Defining [12,10] and [19,15] structures
For each 10 of 12 and 15 of 19 motif hit, we input the region and 150 nt of flanking sequence on either side into Sfold (47). We used Sfold to compute both the centroid structure of the input sequence as well as 1000 samples from the structural ensemble. In each structure, we then identified stems that had either a 10 of 12 or a 15 of 19 motif hit as one side of the stem and deemed them [12,10] and [19,15] structures, respectively. For a motif hit to be deemed a valid structure, it had to satisfy three criteria: (i) at least N of its M bases had to be paired, including the first and last bases; (ii) its ‘partner region’, which is the transcript sequence between the bases that pair with the first and last bases of the N of M motif hit, had to pair only with bases in that hit (i.e. contain no hairpins); (iii) the motif hit had to pair only with bases in its partner region. We found that motif hits that corresponded to valid structures in the centroid also corresponded, in nearly every case, to valid structures in the majority of the ensemble samples. We, therefore, used the centroid to represent the ensemble as this simplified subsequent analysis. We removed any motif hit from consideration that did not correspond to an appropriate valid structure in the centroid. Structures in which both sides of the stem corresponded to motif hits were only represented once in subsequent analyses. These steps are diagrammed in Figure 5B and C.
Identification of additional features of Staufen-recognized [12,10] and [19,15] structures
We examined additional features of [12,10] and [19,15] structures to determine whether any of these distinguished the target and non-target sets. They were as follows: (i) number of mismatches; (ii) number of unpaired bases; (iii) number of bulge loops; (iv) number of internal loops; (v) maximum loop size—which is the maximum loop size among all bulge and internal loops in the stem spanned by the [12,10] or [19,15] structure where the size of a loop is the length of the longest side of the loop; and (vi) the distance between the two paired regions which, depending on the relative position of the motif hit and its partner region, is either the distance between the 3′-end of the motif hit and the 5′-end of its partner region or vice versa. We compared the distribution of these feature values in the target and non-target sets at both the level of individual structures and at the transcript level using cumulative distribution function plots and Wilcoxon rank sum tests. The feature value assigned to each transcript was the minimum value for that feature for all corresponding structures in the transcript.
Using Staufen-recognized structures to predict Staufen targets and non-targets
The ‘Results’ section defines Type I, II and III Staufen-recognized structures (SRSs), and a Type II SRS is diagrammed in Figure 5C. To assess the predictive value of SRSs, we ranked transcripts based on the presence of any of the three types of SRSs in their 3′UTRs. The relative enrichment for transcripts containing the three SRSs is described in the ‘Results’ section: it decreases from Type I to Type III. We therefore assigned the highest rank to transcripts containing a Type I SRS, the second highest to those with a Type II but not a Type I SRS, the next highest to those that only contained a Type III SRS, and the lowest rank to those without any SRSs. We then plotted an ROC curve that demonstrates the ability of this ranking to distinguish target and non-target transcripts and computed the AUROC.

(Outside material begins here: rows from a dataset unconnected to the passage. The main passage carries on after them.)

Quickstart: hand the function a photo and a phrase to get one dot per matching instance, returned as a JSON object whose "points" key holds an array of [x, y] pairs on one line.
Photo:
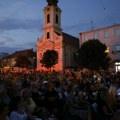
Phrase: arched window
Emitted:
{"points": [[48, 35], [56, 18], [48, 18]]}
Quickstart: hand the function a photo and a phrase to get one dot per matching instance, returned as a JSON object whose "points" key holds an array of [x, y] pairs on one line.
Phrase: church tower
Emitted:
{"points": [[51, 38], [52, 20]]}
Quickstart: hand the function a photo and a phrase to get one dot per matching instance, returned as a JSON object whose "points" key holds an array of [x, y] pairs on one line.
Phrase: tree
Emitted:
{"points": [[92, 55], [22, 61], [49, 59]]}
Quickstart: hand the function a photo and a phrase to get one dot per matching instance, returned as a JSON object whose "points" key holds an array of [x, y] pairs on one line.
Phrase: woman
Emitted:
{"points": [[17, 109]]}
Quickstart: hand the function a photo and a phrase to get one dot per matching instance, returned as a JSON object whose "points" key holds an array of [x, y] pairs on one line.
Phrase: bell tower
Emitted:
{"points": [[52, 19]]}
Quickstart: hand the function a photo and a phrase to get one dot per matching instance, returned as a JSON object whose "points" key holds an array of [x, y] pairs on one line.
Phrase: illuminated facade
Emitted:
{"points": [[109, 36], [53, 38]]}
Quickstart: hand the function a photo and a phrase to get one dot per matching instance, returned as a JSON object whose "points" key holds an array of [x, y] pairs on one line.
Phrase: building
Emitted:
{"points": [[109, 36], [53, 38], [10, 60]]}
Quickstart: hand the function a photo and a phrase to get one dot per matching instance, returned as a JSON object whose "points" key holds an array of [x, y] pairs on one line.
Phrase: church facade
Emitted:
{"points": [[54, 39]]}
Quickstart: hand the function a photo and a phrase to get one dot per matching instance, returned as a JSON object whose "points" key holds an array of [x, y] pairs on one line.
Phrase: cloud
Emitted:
{"points": [[4, 40], [13, 24]]}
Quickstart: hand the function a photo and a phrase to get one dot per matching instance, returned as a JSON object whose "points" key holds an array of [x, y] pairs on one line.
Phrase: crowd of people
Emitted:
{"points": [[66, 95]]}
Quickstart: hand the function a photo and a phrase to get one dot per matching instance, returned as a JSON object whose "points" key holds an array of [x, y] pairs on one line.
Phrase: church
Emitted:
{"points": [[54, 39]]}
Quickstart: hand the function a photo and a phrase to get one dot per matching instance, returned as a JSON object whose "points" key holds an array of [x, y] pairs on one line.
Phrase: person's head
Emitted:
{"points": [[4, 110], [116, 116], [16, 103]]}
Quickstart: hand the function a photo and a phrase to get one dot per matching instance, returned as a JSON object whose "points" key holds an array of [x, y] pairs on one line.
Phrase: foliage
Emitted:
{"points": [[49, 59], [22, 61], [92, 55]]}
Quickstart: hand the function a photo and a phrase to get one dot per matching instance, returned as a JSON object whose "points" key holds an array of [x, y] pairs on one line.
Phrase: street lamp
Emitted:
{"points": [[52, 42]]}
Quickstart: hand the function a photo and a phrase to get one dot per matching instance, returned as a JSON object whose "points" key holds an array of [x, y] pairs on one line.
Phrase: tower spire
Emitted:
{"points": [[52, 2]]}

Scoring of the precision of motif mapping
To compute the precision of the mapping of the SRSs, we computed the proportion of nucleotides in motif hits that are in experimentally defined Staufen-binding regions in the 3′UTR-region of interest: the entire 3′UTR in the case of bicoid (13,31) and an experimentally defined 300 nt subset of the ARF1 3′UTR (32). ‘Baseline precision’ is the proportion of the 3′UTR (bicoid) or 3′UTR subset (ARF1) that is in experimentally defined Staufen-binding regions. In the case of DrosophilaStaufen’s binding region in the bicoid 3′UTR, the union of the experimentally defined sites (13) was used in the calculation.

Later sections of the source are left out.